The time for talk is over, shippers are demanding action from Transnet after another week of frustration.
In a hard-hitting opinion piece on the Citrus Growers’ Association website, logistics development manager Mitchell Brooke raises the question: is the state-run logistics entity the biggest threat to the fruit export industry?
Transnet executives last week met key sector associations – ranging from the CGA and Agriculture Business Chamber, to the SA Association of Freight Forwarders, SA Association of Ship Operators and Agents and Naamsa - to discuss the current situation.
Transnet has agreed to reconvene in a week's time to outline what actions will be undertaken to remedy the situation.
“The poor state of Transnet’s operations is seriously compromising the South African agriculture and manufacturing industries and is a huge threat to the local economy,” says Brooke.
“Businesses are losing millions of rands as manufacturing and production plants have had to stop due to the backlog in supply of components - notwithstanding the losses the fruit export industry is facing as a result of the additional cost of logistics and quality compromised due to high dwell times.
“We understand that there are operational issues prevailing within the Transnet Group, but this past week we’ve come to learn that the situation is direr than originally thought,” he adds.
Transnet’s rapid state of decline in recent years has been well documented.
“Operations at the port authority and terminals division have declined so severely that we are now witnessing massive delays to ships calling across the South African ports. “Notwithstanding the disruptions from the Covid pandemic in 2020, the recent KZN looting and the cyberattack on Transnet’s IT systems in July, the present issues go way beyond that. We now know that Transnet has been the subject of mass corruption as a result of state capture.”
The litany of complaints from the industry has in no way been addressed and new leadership has done little to appease the shipping community.

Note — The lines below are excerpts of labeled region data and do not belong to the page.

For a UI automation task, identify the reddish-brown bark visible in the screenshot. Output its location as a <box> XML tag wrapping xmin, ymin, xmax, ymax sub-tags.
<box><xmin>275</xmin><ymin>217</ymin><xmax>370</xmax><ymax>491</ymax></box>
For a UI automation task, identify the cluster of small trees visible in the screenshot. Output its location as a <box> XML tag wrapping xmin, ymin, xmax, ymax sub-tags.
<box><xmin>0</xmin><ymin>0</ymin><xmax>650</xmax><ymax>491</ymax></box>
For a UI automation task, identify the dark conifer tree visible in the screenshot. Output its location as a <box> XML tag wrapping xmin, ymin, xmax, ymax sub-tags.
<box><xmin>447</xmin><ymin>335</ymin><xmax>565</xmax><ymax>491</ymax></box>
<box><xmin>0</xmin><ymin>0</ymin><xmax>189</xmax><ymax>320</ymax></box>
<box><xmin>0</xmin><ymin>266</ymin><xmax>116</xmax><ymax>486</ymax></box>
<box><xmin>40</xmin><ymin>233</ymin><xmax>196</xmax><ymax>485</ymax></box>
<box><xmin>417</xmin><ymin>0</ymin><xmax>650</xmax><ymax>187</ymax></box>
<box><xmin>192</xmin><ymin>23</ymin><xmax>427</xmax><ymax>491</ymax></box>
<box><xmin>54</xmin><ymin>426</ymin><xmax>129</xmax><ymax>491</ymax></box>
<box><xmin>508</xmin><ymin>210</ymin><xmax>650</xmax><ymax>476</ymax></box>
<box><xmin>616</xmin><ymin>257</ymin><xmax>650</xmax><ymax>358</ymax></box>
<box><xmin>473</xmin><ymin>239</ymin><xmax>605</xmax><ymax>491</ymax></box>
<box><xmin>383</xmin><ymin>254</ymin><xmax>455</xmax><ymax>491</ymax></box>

“Transnet have conceded they are broke and do not have enough capital (or access to capital) to inject into the business to sustain its operations. During the period of state capture, capital that should have been allocated to procure or replace items such as tugboats, pilot boats, helicopters, ship-to-shore cranes, mobile harbour cranes, straddle carriers, rubber tyre gantry cranes, reach stackers and hauliers, disappeared. Maintenance and mid-life refurbishment of the current fleet of machinery and equipment in the ports was mostly ignored.”
The bottom line is that the machinery and equipment necessary to service the ports adequately is just not there. “What is there is mostly past the serviceable lifespan and now failing and breaking down continuously.”
Ships are spending days or weeks before calling ports - and in some cases months on the coast before finally departing South Africa after completing the full port rotation, Brooke points out. “This has led to shipping lines pulling services from some of the ports, and in many cases, omitting to call ports due to the severity of the delays ships are encountering.” The result over the past few months has been massive bottlenecks and congestion at the port’s cold stores. Considerable amounts of fruit spent a long time waiting before finally being shipped.
The delays further limited the ability of shipping lines to bring in empty reefer containers on time to ensure there was enough stock to export the fruit, resulting in a massive shortage of empties.
There’s no room for more promises. Transnet is threatening the very lifeblood of South Africa’s already fragile economy – and its inaction could just tip it off the precipice.